As Halloween approaches, carvers of all sorts are drawn to pumpkin patches and grocery store bins to pick a perfect pumpkin to carve. Even if you didn’t get around to it this year, you may have a latent dream of growing your own pumpkins to carve.
The short growing season makes it a little challenging and certain varieties will grow better than others, but growing your own pumpkins to carve is possible for home gardeners to do in Maine.
The first thing you will want to do is pick a pumpkin with a short growing season. Judy Florenz, volunteer with the Damariscotta Pumpkinfest, chair of the program committee and one of the directors of the festival, recommended varieties like Howden, Cargo or Racer from Johnny’s Selected Seeds.
“I like to find ones that have a maturity date that’s under 100 [days],” Florenz said. “Howden, that’s 115 days — that, for Maine, is kind of pushing it.

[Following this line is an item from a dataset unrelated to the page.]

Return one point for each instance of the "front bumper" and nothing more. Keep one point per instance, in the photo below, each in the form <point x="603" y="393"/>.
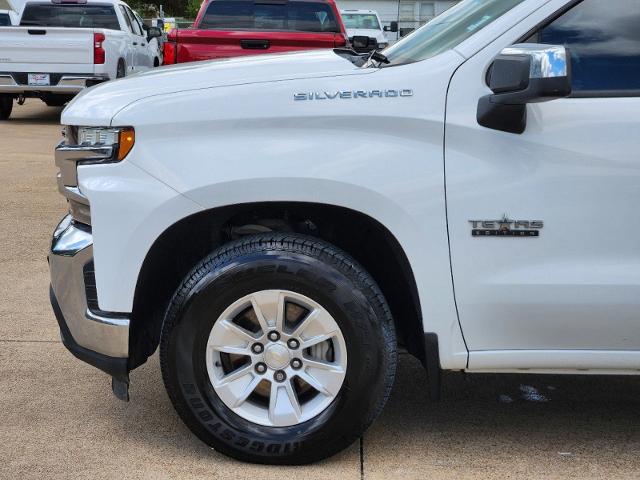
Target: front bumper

Depending on where people live, I would really take that into consideration.”
Matt Pellerin, agricultural director of Treworgy Orchards in Levant, recommended looking for hybrid pumpkins to ensure the quality.
“They have pumpkin breeding programs that focus on growing better, thicker stems, larger fruit, more consistent fruit quality,” Pellerin said. “Conquest is one that I like a lot. They’ll put on more fruit per plant [and are] also disease resistant. They have good consistency of handles, ribbing, orange color and really good fruit size.”
To cope with Maine’s short growing season, you may also start your pumpkin seeds indoors next spring to give you a slight head start. However, do not start pumpkin seeds too far in advance of planting them, or else they will grow too big to properly transplant.
“They grow so quickly and they’re big,” Florenz said. “I’ll keep them until they germinate [and] get their first set of true leaves — maybe it’s a two week headstart. When you’re pushing against the frost in the fall, the two weeks makes a big difference.”
Another tip to successfully growing pumpkins is to have a well-tilled and properly fertilized garden that is watered frequently. Home gardeners may also consider covering their personal pumpkin patch in black plastic to warm the soil and promote growth while simultaneously controlling weeds.
“Pumpkin patches are notoriously weedy,” Pellerin said. “Maine is cooler than most pumpkin growing states and that black plastic really helps growing pumpkins here.”
Don’t worry if you didn’t get a chance to grow pumpkins this year, though. The crop, according to growers, was exceptionally good.
“A lot of people had trouble with the drought but pumpkins actually really like dry weather because the leaves don’t [get] fungus on them,” Pellerin said. “[The] fruit quality [this year] is really good.”